You should understand why you need this medication and how it will help you, and if it will have any side effects. Keep asking about the medication until you do understand it. If explanations are given in language that is too “medical,” ask for information that is easier to understand.

Ask your doctor, nurse or pharmacist the following questions before you take any medication:

  • Why do I need to take this medication?
  • What is likely to happen if I do not take this medication?
  • How long do I have to take it?
  • Do I have to go to the doctor regularly to be sure that the dosage is right, that the medicine is not causing side effects and that I still need it? (For example, some medications require that you have blood tests every three months to be sure your liver can deal with the medicine. For other medicine, the doctor may start with a small dose and gradually increase it until you feel better. This requires several visits to the doctor.)
  • Are there any special instructions I should follow?
  • What effects will the medication have on my body?
  • Does this medication react with any other substances?
  • How will I know if I am allergic to this medication? What are the symptoms of an allergic reaction?
  • Will my insurance cover this medication? (Often, only a particular brand of a medicine is covered by insurance. If the brand prescribed is not, you may have to ask the doctor or pharmacist for other options.)
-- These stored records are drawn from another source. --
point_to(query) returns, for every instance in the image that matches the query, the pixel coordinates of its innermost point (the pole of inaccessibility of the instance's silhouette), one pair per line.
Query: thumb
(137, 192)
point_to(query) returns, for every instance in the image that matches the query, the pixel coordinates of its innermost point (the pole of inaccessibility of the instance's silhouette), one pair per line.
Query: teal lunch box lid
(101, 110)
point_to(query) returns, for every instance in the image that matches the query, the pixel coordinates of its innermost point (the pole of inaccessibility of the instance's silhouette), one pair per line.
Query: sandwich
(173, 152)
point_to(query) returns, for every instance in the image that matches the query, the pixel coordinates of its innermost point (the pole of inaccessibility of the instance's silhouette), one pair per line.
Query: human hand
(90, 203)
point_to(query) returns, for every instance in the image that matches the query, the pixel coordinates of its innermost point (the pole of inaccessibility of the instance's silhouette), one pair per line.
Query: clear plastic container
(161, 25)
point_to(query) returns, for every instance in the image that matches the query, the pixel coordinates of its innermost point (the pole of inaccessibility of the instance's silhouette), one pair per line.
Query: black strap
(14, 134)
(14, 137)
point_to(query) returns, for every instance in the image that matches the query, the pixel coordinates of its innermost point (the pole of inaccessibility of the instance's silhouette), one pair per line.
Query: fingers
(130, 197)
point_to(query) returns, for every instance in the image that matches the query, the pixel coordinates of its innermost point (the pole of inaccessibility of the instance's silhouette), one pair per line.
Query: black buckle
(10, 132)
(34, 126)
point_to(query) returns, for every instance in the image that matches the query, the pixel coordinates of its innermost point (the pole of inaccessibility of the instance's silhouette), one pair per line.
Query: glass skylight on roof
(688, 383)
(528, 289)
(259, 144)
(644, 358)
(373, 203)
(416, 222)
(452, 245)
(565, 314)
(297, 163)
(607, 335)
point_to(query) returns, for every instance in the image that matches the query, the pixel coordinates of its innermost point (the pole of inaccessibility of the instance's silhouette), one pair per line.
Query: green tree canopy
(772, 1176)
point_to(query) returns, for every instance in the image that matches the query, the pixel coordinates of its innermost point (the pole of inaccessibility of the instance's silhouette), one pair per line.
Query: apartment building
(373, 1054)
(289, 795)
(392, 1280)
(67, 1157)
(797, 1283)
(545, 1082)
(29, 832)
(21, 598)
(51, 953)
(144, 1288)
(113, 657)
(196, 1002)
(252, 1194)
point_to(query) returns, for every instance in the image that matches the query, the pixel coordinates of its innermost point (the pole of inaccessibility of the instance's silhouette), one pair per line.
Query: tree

When it’s time to leave foster care, make sure you know what medicine you need to take, where to get it, and have a plan to pay for it. Be sure that you are taking only medications that you really need and that you have signed up for the insurance that will help you buy them.

Healthcare eligibility

Medicaid coverage is available to eligible former foster care youth who were receiving Medicaid and foster care services in any state at the time of their 18th birthday and are currently under age 26. Any young adults who were in foster care at the time of their 18th birthday can apply online at or by calling the Cover Virginia Call Center at 1-855-242-8282.

Medicaid covers many medical services, including mental health, prescriptions, case management and dental care, among many others. Covered Services for Former Foster Care Youth will give you more details about what is covered and what is not.

Do I know my own limits?

Testing your boundaries is part of being a teen. It’s also a time to find out how to read the signs when you are about to do something seriously dangerous. When you are with friends, are you able to recognize when you are being pulled in a direction you shouldn’t be going? Don’t let other push you to do things you know are harmful or that make you feel uncomfortable.

It isn’t easy to take care of yourself when you are being pushed. But it isn’t wimpy to say “no.” Saying “no” takes courage. Often, people will push you to do something uncomfortable because they know it is stupid and don’t want to be stupid alone. Be smart. Do what is best for you.

What are my next steps?

Making smart choices means knowing your options and making good choices.

  • Take a look at the healthy food guide.
  • Find a reliable adult to talk with about emotions that disturb you or make you sad.
  • Talk to your worker about your healthcare needs and medical insurance.
  • Take a good look at the people you are hanging out with. Are they helping you get ahead? If not, talk to your worker about how to find friends who will support you and help you succeed.